A: These are signs of a ruptured PIP implant and you need to arrange to have them removed. Seek early advice and contact your clinic, hospital or surgeon to get advice. If you think you are not progressing, ask your GP to refer you to a qualified plastic surgeon and arrange to have both implants removed. Remember, you could be entitled for NHS treatment under these circumstances.

Q: I had Breast Augmentation sometime ago, but I am anxious because I do not know what type implants I have. What should I do?

A: Contact the clinic, hospital or the surgeon who carried out your surgery and ask what type of implants were used in your Breast Augmentation. You are entitled to have any information you seek about your medical treatments.
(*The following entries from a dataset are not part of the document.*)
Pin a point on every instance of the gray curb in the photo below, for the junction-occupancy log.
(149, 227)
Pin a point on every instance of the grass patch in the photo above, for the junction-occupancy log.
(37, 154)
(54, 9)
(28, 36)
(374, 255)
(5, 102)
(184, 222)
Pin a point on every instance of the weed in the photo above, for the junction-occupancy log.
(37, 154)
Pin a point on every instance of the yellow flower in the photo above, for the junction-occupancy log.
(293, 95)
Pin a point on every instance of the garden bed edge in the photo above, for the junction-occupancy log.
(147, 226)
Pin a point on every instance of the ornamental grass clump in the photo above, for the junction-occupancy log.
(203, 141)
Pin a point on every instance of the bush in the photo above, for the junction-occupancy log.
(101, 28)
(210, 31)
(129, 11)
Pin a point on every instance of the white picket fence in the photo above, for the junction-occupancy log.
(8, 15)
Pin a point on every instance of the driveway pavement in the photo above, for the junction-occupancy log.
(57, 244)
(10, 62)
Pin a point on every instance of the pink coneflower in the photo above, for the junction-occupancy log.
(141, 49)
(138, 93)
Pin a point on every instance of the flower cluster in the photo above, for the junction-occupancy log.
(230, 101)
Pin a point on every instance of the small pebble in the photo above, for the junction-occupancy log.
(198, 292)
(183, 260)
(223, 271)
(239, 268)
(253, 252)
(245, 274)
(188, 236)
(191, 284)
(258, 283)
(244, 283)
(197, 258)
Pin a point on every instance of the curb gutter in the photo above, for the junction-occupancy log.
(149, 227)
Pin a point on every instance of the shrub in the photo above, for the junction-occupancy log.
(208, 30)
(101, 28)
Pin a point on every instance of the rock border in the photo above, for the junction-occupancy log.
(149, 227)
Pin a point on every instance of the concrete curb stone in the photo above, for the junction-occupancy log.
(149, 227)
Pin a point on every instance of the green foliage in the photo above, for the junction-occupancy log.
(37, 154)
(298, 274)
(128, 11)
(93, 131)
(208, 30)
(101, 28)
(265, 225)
Q: I know that I have PIP implant, but haven't had any problems with them. Should I worry and have them removed?

A: You shouldn't worry about seeking early advice, however, it is advisable to have a consultation at some stage and only if necessary have a scan to check on the integrity of your implants. If the scan shows signs of rupture, you should have both implants removed as soon as possible. If they are intact, you can still have them removed as a precaution, but there is no urgency. Some women may choose to have regular reviews and scans to rule out ruptured implants. However, you need to consider that a cumulative cost may be involved with the latter options.

Q: I have PIP implants. Am I at increased risk of developing breast cancer?
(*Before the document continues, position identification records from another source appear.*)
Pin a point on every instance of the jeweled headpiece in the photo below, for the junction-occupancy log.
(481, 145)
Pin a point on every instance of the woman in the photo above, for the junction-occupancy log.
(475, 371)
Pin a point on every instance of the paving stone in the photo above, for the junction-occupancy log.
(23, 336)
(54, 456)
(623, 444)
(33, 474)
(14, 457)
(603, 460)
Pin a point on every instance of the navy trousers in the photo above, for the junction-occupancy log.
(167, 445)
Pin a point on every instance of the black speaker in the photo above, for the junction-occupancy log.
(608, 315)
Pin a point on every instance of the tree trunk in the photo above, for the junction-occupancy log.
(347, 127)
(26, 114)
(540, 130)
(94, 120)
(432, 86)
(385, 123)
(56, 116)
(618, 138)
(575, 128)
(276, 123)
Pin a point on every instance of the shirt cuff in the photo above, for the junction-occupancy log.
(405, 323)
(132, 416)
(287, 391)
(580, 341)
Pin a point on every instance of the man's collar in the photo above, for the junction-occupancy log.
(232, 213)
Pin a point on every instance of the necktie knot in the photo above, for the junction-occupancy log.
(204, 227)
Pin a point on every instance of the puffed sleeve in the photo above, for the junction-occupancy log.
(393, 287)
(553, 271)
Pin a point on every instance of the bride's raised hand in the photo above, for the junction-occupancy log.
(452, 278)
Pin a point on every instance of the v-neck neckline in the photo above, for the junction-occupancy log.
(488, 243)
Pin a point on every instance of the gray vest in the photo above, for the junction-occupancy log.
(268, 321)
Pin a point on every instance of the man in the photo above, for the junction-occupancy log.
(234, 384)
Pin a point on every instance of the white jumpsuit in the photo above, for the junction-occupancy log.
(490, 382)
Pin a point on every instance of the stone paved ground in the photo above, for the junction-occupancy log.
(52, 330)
A: There is no evidence to indicate that the non-medical grade of silicone gel used in the manufacturing of PIP implants increases the risk of developing breast cancer. PIP implants fall below the standards we expect from a medical device that is suitable for implantation in patients; unlike medical grade silicone, it contains an industrial grade gel that can act as an irritant to the breast tissues and cause inflammatory reaction. If ruptured, it can cause pain, swelling and tender lumps in the breasts and the underarms. Therefore, it is advisable that in the long-term, it is better to have your PIP implants removed or replaced as a precautionary measure, even if the implants are not ruptured and you have no symptoms in the breasts.

NHS Operations

If you had your surgery under the NHS, either contact your surgeon at the hospital or ask your GP to refer you back. Otherwise all of the above advice will apply.